In column H, add a running count formula:

Formula
=B2&"-"&COUNTIF($B$2:B2, B2)

This creates unique keys like “Sherlock Holmes-1”, “Sherlock Holmes-2”, “Sherlock Holmes-3” for each occurrence. Then use VLOOKUP to look up each numbered occurrence:

Formula
=VLOOKUP("Sherlock Holmes-2", H2:I10, 2, FALSE)

This returns the value from Sherlock Holmes’s second sale.

⚠ Important

The helper column method adds extra columns to your data and is harder to maintain. Use FILTER instead unless you have a specific reason to avoid it.

Which Method Should You Use?

MethodProsConsBest for
FILTERClean syntax, auto-spills, returns full rowsRequires enough empty cells below for resultsMost situations
INDEX MATCH arrayWorks without extra columns, compatible with older appsComplex formula, hard to debugWhen FILTER is not available
Helper columnConceptually straightforwardAdds extra columns, manual maintenanceLearning exercise, legacy spreadsheets

For Google Sheets, FILTER is the right choice in nearly every case.

Tips and Best Practices

  1. Use FILTER as the default for multiple-match lookups.
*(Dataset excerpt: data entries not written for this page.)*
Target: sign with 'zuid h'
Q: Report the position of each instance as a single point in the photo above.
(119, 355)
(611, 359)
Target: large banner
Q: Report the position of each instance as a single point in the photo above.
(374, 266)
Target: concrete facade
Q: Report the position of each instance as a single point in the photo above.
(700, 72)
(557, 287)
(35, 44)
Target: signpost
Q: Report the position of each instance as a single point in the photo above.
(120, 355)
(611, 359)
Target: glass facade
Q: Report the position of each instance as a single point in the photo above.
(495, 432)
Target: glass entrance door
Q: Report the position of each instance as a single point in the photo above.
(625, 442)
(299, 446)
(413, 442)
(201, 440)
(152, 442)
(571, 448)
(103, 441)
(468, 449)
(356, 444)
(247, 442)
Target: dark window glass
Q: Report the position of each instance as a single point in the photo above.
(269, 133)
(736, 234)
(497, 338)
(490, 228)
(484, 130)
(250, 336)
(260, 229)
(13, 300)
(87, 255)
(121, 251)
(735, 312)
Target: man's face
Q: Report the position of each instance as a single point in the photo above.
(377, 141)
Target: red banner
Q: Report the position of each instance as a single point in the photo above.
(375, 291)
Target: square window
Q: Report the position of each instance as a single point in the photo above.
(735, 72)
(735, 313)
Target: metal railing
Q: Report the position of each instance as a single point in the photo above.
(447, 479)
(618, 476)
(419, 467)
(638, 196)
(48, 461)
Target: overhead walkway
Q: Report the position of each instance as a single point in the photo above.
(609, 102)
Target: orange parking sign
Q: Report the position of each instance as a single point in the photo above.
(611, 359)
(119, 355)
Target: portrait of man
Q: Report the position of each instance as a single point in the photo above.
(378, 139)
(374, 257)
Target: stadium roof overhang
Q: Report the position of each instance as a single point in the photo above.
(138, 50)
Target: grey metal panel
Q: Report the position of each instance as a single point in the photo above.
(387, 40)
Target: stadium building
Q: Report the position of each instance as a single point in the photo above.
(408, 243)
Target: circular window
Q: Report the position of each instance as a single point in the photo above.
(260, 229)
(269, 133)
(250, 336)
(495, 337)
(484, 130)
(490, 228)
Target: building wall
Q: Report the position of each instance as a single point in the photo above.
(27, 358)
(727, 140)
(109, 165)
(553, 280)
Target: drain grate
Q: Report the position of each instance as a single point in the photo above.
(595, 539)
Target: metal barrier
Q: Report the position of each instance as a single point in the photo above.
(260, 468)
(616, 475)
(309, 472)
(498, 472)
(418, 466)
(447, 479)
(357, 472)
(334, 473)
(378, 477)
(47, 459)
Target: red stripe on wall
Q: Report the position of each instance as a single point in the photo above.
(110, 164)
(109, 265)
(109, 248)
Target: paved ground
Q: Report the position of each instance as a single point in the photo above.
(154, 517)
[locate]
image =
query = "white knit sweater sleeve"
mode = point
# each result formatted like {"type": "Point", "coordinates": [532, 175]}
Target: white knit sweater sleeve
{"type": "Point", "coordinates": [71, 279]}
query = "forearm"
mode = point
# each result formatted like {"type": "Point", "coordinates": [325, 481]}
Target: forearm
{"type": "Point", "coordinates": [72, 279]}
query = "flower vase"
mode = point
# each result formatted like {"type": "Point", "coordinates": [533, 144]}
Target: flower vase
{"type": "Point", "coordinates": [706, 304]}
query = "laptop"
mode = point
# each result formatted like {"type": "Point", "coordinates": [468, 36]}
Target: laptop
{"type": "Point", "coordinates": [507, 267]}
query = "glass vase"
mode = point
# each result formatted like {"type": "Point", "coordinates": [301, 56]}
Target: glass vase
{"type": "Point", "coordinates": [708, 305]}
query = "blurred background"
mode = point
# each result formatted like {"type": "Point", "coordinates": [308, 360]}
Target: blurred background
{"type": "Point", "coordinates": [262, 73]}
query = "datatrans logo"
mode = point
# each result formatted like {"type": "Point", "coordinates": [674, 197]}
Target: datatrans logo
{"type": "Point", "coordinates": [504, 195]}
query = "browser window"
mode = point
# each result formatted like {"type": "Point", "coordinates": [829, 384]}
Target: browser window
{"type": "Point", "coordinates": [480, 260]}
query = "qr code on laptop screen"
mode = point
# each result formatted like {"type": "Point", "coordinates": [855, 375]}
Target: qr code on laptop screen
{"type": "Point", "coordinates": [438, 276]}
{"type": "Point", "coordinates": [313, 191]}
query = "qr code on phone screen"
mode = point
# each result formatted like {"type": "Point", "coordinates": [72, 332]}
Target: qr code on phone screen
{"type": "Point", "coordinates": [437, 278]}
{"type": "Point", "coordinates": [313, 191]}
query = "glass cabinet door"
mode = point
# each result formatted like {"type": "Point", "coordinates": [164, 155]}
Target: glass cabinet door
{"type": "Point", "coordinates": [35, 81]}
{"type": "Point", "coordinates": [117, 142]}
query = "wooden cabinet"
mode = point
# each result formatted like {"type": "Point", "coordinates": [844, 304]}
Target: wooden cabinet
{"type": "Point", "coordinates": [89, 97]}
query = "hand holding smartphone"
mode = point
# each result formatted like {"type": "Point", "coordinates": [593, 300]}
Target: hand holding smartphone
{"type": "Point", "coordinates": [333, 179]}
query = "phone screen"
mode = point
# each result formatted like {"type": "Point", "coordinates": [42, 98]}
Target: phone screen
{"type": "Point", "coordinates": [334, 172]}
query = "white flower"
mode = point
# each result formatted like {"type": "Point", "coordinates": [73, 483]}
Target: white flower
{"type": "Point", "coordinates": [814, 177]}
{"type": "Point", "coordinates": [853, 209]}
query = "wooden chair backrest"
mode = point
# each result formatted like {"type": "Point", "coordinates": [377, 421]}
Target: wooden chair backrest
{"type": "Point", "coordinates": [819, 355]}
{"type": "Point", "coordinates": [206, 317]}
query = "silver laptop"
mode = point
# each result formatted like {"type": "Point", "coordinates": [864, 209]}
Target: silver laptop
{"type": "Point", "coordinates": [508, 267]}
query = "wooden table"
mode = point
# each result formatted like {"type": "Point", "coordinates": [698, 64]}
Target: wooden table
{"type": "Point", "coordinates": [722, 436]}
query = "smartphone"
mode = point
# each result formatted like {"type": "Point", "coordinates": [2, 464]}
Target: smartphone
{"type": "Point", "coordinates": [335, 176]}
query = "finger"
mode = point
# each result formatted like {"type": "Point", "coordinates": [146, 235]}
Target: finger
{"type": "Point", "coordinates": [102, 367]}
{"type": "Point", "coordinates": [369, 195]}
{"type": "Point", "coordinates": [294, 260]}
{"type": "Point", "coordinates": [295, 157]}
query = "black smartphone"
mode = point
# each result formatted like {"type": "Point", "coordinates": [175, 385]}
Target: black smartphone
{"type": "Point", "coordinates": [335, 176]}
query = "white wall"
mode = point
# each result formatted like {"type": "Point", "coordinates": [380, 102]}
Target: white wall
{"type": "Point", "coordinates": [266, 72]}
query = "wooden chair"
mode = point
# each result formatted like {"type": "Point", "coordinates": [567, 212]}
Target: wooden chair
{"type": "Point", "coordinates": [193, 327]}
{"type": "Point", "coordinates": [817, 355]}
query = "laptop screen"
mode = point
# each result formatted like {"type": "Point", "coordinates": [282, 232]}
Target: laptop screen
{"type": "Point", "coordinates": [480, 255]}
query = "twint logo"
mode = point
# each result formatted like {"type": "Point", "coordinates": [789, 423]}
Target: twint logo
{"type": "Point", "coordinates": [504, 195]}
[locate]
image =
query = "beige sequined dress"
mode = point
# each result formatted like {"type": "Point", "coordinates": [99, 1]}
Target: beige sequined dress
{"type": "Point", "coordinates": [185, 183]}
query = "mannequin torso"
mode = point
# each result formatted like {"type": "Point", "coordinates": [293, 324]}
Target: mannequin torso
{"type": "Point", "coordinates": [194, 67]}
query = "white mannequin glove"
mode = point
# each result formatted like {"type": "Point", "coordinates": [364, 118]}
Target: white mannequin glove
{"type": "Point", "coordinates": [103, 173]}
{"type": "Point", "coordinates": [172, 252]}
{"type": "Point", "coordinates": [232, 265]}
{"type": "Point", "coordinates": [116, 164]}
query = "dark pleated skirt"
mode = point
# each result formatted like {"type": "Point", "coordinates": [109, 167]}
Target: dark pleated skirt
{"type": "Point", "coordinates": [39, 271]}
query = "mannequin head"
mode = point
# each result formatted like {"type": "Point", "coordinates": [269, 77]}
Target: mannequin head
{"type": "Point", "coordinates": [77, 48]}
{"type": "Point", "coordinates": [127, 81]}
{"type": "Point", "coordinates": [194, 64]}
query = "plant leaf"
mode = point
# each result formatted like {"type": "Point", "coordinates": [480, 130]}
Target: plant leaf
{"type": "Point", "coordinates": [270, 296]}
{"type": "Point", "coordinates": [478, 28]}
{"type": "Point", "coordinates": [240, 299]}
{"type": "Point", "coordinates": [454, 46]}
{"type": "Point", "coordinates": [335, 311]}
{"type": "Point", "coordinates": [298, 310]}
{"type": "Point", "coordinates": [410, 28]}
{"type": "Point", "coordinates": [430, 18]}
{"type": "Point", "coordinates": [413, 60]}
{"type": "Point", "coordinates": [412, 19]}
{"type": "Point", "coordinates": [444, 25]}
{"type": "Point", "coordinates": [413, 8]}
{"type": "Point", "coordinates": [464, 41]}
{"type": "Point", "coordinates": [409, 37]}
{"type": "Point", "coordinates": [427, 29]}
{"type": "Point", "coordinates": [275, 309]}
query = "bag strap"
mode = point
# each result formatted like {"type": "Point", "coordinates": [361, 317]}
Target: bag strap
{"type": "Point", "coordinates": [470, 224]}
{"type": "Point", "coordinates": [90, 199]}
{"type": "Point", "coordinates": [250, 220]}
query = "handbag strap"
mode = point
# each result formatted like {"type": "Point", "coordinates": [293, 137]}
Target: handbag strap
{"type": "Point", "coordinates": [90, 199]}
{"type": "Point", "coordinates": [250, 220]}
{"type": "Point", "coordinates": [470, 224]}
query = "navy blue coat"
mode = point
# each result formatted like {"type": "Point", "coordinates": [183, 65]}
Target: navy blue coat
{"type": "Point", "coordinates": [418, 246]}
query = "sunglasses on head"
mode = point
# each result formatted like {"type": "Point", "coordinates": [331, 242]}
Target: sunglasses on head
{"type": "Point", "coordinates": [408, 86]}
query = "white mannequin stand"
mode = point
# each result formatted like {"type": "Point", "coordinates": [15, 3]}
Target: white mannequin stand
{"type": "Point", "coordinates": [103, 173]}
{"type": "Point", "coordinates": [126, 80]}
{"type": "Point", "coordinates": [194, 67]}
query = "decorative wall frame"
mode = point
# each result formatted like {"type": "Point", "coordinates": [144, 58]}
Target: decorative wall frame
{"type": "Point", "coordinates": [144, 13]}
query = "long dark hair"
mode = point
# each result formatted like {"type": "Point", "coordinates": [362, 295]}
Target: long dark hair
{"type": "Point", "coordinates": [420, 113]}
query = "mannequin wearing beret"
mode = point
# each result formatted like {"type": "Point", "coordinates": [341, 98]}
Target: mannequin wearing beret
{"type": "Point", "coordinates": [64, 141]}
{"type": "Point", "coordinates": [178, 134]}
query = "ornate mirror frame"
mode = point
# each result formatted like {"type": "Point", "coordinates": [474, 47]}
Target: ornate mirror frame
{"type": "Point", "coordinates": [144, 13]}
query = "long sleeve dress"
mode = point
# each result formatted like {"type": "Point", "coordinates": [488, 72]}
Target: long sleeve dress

It is cleaner, faster, and easier to modify than any VLOOKUP workaround.

  2. Leave enough empty rows below FILTER results. If FILTER returns 5 rows but the cell below already has data, you get a #REF! error. Place FILTER results in an area with room to expand.

  3. Combine FILTER with SORT. =SORT(FILTER(A2:G10, B2:B10="Sherlock Holmes"), 6, FALSE) returns all of Fred’s sales sorted by Revenue descending.

  4. Use COUNTA or ROWS to count matches. =ROWS(FILTER(B2:B10, B2:B10="Sherlock Holmes")) tells you how many rows match before returning all of them.

  5. Wrap FILTER in IFERROR for no-match scenarios. =IFERROR(FILTER(A2:G10, B2:B10="Nobody"), "No results") avoids the #N/A error when no rows match.

Frequently Asked Questions

Can VLOOKUP return multiple values in Google Sheets?

Not by itself. VLOOKUP always returns the first match. To return all matching rows, use the FILTER function, which is designed for this purpose and requires no workarounds.

Why does VLOOKUP only return the first match?

VLOOKUP scans the first column from top to bottom and stops at the first match. It is designed for one-to-one lookups. For one-to-many lookups, FILTER is the right tool.

How do I use FILTER instead of VLOOKUP to return multiple results?

Use =FILTER(A2:D10, A2:A10="search_value"). FILTER returns every row where the condition is true, not just the first match. It spills results into multiple cells automatically.

Can INDEX MATCH return multiple values?

Not directly. INDEX MATCH also returns a single value. You can build array formulas with SMALL and IF to return multiple results, but FILTER is cleaner for this use case in Google Sheets.

What is the best way to find all matching rows in Google Sheets?

Use the FILTER function. It is built specifically for returning multiple rows that match a condition, it spills automatically, and the syntax is cleaner than any VLOOKUP workaround.